Re: [boost] [Tokenizer]Usage and documentation

9 Feb 2011

      [Max]
...
I'm using boost::tokenizer to do some simple parsing of data file in a format specified by the following rules:
- One record of several fields in a single line
- Adjacent data fields in a record separated by space char's(space or tab), with or without ","
- String without space(s), with or without quotation marks
- String with space(s), with quotation marks
One example of a 4-field-per-record file is like:
"string 2" 3 4 5 4.3
"String", 2, 3.04 4 3
AnyOtherText, 2, 3.04 4 3
...
I've indeed tried with boost.Regex, on a slightly different path though - I
was using boost::regex_search instead.
Never call regex_search() in a loop by incrementing iterators - doing so can trigger infinite loops and incorrect results. Read Pete Becker's TR1 book for the gory details (consider what happens with zero-length matches, for example).
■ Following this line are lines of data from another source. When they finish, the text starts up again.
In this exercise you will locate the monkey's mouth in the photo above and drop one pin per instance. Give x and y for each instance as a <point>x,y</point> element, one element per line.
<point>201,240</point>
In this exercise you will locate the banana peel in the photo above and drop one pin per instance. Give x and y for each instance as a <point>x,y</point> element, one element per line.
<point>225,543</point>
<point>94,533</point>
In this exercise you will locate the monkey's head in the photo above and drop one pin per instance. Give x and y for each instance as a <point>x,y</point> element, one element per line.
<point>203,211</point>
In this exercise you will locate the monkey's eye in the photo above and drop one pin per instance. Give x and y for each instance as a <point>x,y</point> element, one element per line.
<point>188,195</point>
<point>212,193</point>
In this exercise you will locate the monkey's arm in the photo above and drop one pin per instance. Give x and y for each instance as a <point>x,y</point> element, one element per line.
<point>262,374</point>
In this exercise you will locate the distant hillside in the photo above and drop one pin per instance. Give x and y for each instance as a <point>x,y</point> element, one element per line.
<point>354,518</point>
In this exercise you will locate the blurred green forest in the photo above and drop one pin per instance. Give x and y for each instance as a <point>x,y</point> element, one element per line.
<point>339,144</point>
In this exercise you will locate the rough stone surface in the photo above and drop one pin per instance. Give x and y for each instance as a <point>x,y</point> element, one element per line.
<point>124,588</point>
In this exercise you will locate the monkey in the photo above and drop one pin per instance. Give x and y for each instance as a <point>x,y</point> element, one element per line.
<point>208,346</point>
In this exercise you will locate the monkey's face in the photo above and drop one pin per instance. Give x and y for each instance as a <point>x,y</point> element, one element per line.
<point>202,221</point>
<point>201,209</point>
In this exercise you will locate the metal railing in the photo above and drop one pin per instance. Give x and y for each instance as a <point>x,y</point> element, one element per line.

Always use regex_iterator or regex_token_iterator instead.
...
But I still cannot understand it, after reading through
http://www.boost.org/doc/libs/1_45_0/libs/regex/doc/html/boost_regex/syntax/...
The part I could not interpret is:
^|[\s,]
And 
$|[\s,]
The docs say:
...
A '^' character shall match the start of a line. 
A '$' character shall match the end of a line.
It depends on how strict you want to be (see the unusual examples below, especially involving empty fields). One approach is to describe the fields you're interested in, and let regex_iterator find them. (Another approach, activating regex_token_iterator's magical field splitting ability, doesn't seem to be applicable here because you want to handle quoted strings - if I'm wrong about that I'd love to find out). I suggest the following (I've used VC10 RTM std::regex here, but boost::regex will behave identically):

C:\Temp>type meow.cpp
#include <iostream>
#include <ostream>
#include <regex>
#include <string>
#include <vector>
using namespace std;

int main() {
    const string reg("\"([^\"]*)\"|([^\\s,\"]+)");
    const regex r(reg);

    cout << "r: " << reg << endl << endl;

    for (string s; getline(cin, s); ) {
        if (s == "bye") {
            break;
        }

        vector<string> v;

        for (sregex_iterator i(s.begin(), s.end(), r), end; i != end; ++i) {
            const smatch& m = *i;

            v.push_back(m[1].matched ? m[1] : m[2]);
        }

        for (vector<string>::const_iterator i = v.begin(); i != v.end(); ++i) {
            cout << "[" << *i << "]";
        }

        cout << endl << endl;
    }
}

C:\Temp>cl /EHsc /nologo /W4 meow.cpp
meow.cpp

C:\Temp>meow
r: "([^"]*)"|([^\s,"]+)

"string  2"   3  4        5  4.3
[string  2][3][4][5][4.3]

"String",     2,  3.04    4  3
[String][2][3.04][4][3]

AnyOtherText, 2,  3.04    4  3
[AnyOtherText][2][3.04][4][3]

commas,without,spaces,"and","cute fluffy kittens"
[commas][without][spaces][and][cute fluffy kittens]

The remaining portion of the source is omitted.